Business Objects officials outlined plans to add functionality to Dashboard Manager 6.5, which will allow users to customize metrics to measure everyday operational performance from transactional data housed in back-end systems.
The new version is slated to ship this month. At the same time, the executives called on users to standardize on the Business Objects XI (formerly Business Objects 11) suite. They said the release, set to ship by year’s end, will knit together query and analysis, reporting, business scorecarding and dashboards, plus underlying data-integration technology.
Dashboards will be an important part of The Tile Shop LLC’s plans over the next two years. The Plymouth, Minn.-based retailer expects to begin using dashboard data to support budgeting for inventory purchases, and it plans to tie manager salaries to key performance indicators (KPI) tracked in the systems, said IT director Gerald Baltrush.
Today, store managers can feel helpless “because they don’t have all the information they need,” Baltrush said. “We’re not just going to come from an ivory tower and say, ‘Here are the KPIs — adjust or else.’ I want them . . . to start doing their own analysis, (and) they’ll have data that has teeth.” Sears, Roebuck and Co. uses Business Objects dashboards to provide 500 merchandising and apparel users with better tools for managing store inventory, said Edgar Aguilar, senior IT specialist at the Hoffman Estates, Ill.-based retailer. Aguilar characterized dashboards as the “next logical step in the BI life cycle,” but he doesn’t think users are ready to create their own yet.

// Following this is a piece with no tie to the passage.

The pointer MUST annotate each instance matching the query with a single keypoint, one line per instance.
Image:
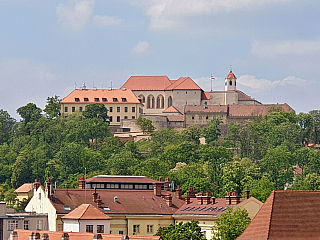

Aguilar said Sears is also moving to reduce the number of BI tools it supports. The company has pockets of “every BI tool known to man,” he said. Sears has begun standardizing on Business Objects technology and will likely migrate to XI or its as-yet-unnamed successor, he said.
On the other hand, Thomas Nather, a senior systems analyst at Penske Logistics LLC in Beachwood, Ohio, is evaluating how to provide users with “one-stop shopping” for access to BI data using technology from Business Objects and Hyperion Solutions Corp. Business Objects has strong presentation and semantic layers, while Hyperion is strong in reporting and analytics, he said.
“You need flexibility so you can go from high-level information back to operational data to give users one-stop shopping. We don’t advocate just one vendor, because sometimes you can get yourself in a silo.”